My bike tires made an exciting thrum on the paved road. On my left side was what they called “the creek,” where people fished and crabbed, but it looked wide enough to be a river. Whatever they called it, it needed a causeway over it between the island and the mainland. On my right side were high dunes, which allowed passing glimpses of the ocean from the driveways cut into the dunes. The
driveways led to the beach houses, a few spiffy ones with sprinklers going on lawns and bright shrubs in bloom, others varying from needful maintenance to shabbiness. Most of the houses had names carved on lintels or displayed on boards. Rossignol House, No Saints, Pryor’s Folly. Had my aunt chosen not to name her house, or simply not bothered to? The house to the left of Aunt Charlotte’s, facing the ocean, belonged to an old lady named Mrs. Upchurch. Its name, Seacastle, was carved deeply into a driftwood signpost. Though it stayed empty most of the year, except when the old lady came with her caregiver from July through October, the house was faithfully maintained by a local service. There was also, Aunt Charlotte said, a middle-aged son who lived in Washington and visited for short periods. The house on Aunt Charlotte’s right, facing the ocean, was one of the shabbier rentals with no name, hardly visible behind its dunes and tall grasses, from which we often caught bursts of rock music between the roar of the waves. It was some renters in that house who had forgotten to smooth down the sand after their badminton games and caused the mother turtle to mistake the humps for a dune.

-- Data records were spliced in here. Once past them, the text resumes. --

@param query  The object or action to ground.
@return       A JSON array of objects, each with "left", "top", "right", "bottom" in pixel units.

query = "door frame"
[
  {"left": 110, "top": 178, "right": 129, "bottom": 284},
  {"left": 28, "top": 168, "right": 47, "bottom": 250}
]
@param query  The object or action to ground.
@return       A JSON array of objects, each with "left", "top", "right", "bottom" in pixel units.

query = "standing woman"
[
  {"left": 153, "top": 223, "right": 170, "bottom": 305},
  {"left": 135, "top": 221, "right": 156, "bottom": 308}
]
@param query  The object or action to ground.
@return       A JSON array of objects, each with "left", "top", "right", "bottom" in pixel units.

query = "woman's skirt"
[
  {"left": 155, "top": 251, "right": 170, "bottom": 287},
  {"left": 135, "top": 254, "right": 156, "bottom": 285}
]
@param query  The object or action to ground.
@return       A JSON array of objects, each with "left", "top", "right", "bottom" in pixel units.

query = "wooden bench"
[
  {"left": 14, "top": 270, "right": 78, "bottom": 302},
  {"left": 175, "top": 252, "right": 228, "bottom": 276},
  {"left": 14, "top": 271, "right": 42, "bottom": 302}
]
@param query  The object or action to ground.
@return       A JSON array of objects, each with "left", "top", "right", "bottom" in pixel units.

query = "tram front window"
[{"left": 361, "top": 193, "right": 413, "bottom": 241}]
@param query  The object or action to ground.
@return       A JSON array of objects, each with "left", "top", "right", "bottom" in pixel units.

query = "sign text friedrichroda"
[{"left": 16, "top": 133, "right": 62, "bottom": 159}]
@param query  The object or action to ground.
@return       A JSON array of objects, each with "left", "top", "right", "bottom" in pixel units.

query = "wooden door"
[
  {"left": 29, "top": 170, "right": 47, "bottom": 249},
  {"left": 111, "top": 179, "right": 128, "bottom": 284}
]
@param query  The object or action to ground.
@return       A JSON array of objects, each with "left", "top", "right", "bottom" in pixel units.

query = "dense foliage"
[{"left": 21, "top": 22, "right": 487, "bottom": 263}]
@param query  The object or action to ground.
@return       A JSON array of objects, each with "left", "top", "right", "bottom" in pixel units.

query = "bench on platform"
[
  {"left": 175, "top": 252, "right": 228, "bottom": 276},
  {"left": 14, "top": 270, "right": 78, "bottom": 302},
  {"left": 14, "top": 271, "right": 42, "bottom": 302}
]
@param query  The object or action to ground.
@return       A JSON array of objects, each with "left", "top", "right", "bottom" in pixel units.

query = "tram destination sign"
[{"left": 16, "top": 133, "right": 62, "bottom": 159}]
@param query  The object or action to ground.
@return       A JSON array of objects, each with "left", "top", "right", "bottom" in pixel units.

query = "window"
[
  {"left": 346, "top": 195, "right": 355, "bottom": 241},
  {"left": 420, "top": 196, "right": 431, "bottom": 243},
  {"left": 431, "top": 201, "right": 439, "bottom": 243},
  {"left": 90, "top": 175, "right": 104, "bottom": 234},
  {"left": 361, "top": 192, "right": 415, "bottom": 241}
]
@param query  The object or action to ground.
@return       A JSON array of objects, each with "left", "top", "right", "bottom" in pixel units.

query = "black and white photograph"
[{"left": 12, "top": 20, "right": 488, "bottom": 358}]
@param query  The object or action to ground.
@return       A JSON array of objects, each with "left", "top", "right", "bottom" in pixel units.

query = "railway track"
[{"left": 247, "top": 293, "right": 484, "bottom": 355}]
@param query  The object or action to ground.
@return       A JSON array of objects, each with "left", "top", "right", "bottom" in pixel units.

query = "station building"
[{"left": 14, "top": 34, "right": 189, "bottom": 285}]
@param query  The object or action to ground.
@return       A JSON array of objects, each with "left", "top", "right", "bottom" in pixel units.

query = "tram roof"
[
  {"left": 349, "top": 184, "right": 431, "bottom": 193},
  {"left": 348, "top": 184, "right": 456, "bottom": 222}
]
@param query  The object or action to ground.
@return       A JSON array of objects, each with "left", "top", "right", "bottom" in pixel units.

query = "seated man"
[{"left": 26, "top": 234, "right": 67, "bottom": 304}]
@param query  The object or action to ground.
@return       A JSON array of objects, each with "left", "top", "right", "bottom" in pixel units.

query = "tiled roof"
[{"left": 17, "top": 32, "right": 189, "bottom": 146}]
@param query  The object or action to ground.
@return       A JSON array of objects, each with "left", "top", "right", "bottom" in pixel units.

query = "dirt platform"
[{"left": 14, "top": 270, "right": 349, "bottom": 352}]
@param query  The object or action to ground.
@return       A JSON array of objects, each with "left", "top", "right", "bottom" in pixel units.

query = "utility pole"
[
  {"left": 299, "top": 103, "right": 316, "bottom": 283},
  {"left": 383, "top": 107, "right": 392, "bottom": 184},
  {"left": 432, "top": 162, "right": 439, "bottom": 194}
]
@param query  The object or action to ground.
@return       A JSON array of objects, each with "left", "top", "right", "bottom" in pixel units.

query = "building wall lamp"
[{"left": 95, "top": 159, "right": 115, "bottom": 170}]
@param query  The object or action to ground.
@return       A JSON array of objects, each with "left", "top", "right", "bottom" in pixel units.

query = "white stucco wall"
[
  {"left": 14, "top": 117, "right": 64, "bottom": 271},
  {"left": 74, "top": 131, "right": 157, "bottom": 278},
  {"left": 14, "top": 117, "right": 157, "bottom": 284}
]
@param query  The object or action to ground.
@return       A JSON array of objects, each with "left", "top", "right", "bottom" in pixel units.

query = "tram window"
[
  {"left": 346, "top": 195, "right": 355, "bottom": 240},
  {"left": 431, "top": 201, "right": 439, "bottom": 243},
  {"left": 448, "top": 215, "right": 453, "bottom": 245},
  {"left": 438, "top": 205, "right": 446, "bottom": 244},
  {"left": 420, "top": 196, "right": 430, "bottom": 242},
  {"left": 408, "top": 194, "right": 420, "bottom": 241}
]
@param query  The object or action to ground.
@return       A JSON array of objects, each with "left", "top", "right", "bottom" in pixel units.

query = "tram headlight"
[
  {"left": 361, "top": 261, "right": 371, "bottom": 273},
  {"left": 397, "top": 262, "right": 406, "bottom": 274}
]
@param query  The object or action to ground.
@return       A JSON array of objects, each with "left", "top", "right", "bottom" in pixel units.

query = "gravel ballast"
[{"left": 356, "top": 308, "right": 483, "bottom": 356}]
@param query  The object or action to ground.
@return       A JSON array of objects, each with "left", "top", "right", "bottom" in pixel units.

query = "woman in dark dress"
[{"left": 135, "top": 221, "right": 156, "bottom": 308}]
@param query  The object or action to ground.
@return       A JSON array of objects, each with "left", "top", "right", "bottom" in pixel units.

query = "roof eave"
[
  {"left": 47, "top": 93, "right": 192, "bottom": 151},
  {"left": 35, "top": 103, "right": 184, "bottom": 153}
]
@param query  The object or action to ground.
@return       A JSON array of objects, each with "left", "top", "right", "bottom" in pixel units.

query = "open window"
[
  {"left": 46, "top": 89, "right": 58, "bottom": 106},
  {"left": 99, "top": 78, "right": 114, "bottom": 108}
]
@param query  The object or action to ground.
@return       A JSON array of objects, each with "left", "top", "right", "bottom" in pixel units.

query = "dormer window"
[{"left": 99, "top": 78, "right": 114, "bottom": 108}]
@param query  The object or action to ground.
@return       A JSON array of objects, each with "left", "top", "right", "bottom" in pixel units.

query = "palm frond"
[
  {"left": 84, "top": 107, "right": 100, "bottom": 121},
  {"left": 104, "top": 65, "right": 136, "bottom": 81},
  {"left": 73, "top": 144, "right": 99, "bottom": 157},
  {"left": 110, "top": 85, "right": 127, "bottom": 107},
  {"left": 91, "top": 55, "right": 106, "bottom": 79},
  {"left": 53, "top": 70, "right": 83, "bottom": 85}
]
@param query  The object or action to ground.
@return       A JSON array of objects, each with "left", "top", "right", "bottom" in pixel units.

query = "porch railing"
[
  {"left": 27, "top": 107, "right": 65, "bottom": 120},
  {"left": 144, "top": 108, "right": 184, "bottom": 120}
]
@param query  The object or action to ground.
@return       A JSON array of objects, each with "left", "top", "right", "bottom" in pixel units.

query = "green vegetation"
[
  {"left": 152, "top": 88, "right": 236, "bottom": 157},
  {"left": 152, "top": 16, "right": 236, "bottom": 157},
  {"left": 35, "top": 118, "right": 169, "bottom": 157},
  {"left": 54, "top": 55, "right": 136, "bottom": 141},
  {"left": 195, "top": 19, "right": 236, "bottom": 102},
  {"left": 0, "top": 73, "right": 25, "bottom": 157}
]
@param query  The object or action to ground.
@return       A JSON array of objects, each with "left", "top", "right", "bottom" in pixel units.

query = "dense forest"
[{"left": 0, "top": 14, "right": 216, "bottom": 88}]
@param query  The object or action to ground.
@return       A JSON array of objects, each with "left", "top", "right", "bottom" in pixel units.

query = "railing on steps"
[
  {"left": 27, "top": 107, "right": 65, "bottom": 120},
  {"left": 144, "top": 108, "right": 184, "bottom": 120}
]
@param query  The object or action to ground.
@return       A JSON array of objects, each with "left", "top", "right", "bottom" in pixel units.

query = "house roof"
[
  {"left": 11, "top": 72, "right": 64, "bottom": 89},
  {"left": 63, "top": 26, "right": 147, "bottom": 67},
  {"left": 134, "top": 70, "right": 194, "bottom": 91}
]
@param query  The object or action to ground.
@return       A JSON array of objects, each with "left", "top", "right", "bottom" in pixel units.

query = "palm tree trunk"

After she told me about old Mrs. Upchurch, I imagined a very old Aunt Charlotte with a caregiver and myself as a middle-aged man coming to visit. But it didn’t feel like something that would ever happen. What I could imagine quite well was a very old Aunt Charlotte, wheeled out on the porch and telling someone, “My great-nephew lived with me for a while. He was a thoughtful boy and I liked having him around. He was so helpful that time when I hurt myself and was laid up. I often sit here listening to the waves and wonder what he would have been like as an adult.”
The bike’s momentum gave me a sense of power. With my own speed I was creating a breeze. A fishy smell rose up from the creek. The sky had wisps of clouds with strokes of purple. Aunt Charlotte and her skies. How was she going to get through the days without her paints? The Steckworths had happened only yesterday! I had seen the boy in the doorway only yesterday. Then later came the moon shining on the hammock and the thud and the smash of the bottle, followed by the ambulance men and then the new bike today and seeing the middle school where it would all start up again.